The room he was led into was as simple as the first, again with the minimum of furniture. There was a bare wooden table with a couple more taverna chairs, and at one end an old kitchen range and rectangular stone sink. Theodosia stood back and gestured to the open doors which led to a yard at the back.
Truffler walked past her into the open air.
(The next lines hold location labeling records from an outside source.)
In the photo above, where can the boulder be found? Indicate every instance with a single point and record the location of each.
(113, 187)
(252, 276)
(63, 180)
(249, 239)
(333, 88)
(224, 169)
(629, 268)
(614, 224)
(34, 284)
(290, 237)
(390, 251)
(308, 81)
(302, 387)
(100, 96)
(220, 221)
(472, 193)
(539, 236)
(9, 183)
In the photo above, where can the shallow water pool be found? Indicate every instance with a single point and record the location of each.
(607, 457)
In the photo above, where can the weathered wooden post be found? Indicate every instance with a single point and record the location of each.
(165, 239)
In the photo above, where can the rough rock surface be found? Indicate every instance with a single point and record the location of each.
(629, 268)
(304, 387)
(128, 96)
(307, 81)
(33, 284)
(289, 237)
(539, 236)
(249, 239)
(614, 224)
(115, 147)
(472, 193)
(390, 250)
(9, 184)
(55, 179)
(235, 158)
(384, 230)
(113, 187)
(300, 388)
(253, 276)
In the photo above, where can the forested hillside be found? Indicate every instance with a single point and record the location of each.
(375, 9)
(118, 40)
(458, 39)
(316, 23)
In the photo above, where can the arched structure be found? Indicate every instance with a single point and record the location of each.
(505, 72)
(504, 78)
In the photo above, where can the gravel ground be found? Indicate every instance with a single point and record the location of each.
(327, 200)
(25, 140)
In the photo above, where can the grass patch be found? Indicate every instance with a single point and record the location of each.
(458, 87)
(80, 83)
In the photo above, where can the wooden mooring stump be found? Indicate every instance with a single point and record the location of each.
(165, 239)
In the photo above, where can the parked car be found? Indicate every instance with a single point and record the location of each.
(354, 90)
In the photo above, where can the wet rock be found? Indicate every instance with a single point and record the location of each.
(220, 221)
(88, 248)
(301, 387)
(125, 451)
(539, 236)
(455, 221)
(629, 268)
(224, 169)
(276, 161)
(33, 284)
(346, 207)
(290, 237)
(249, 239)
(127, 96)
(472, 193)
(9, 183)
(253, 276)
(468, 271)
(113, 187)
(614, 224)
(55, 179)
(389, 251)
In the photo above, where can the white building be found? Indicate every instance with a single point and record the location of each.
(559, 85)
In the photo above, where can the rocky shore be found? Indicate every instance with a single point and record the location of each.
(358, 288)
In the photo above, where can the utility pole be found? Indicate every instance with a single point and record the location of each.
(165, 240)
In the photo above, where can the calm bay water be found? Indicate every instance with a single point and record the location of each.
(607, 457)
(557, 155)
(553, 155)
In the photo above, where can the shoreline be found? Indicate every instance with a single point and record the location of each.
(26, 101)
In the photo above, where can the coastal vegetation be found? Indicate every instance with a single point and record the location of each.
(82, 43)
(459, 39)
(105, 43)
The stone-floored space, backed by solid rock, was shaded by a roof of tilted bamboo so, though warmer than the interior, it was not as scorchingly hot as the beach.
The subdued light meant that his eyes took a moment to focus. Then he saw an ancient wooden-slatted white-painted lounger, on which lay an even more ancient man.
Tumblers Tate had aged a lot since Truffler Mason had last encountered him. That had not been a happy occasion. Normally the late Mr Pargeter’s management skills had enabled him to avoid direct confrontations with business rivals, but every now and then he and his associates had been forced to meet their enemies face to face. That is what had happened some years before when a select group of the Lambeth Walkers had met Mr Pargeter’s team one night when both had been attempting to withdraw cash from a branch of the Trustee Savings Bank in Neasden. Parvez the Peterman had been arranging entrance to the premises for Mr Pargeter, and Tumblers Tate had been doing the same job for his rivals. The result had been a lot of unpleasantness and a degree of violence. It was not an event that Truffler Mason looked back on with any enthusiasm.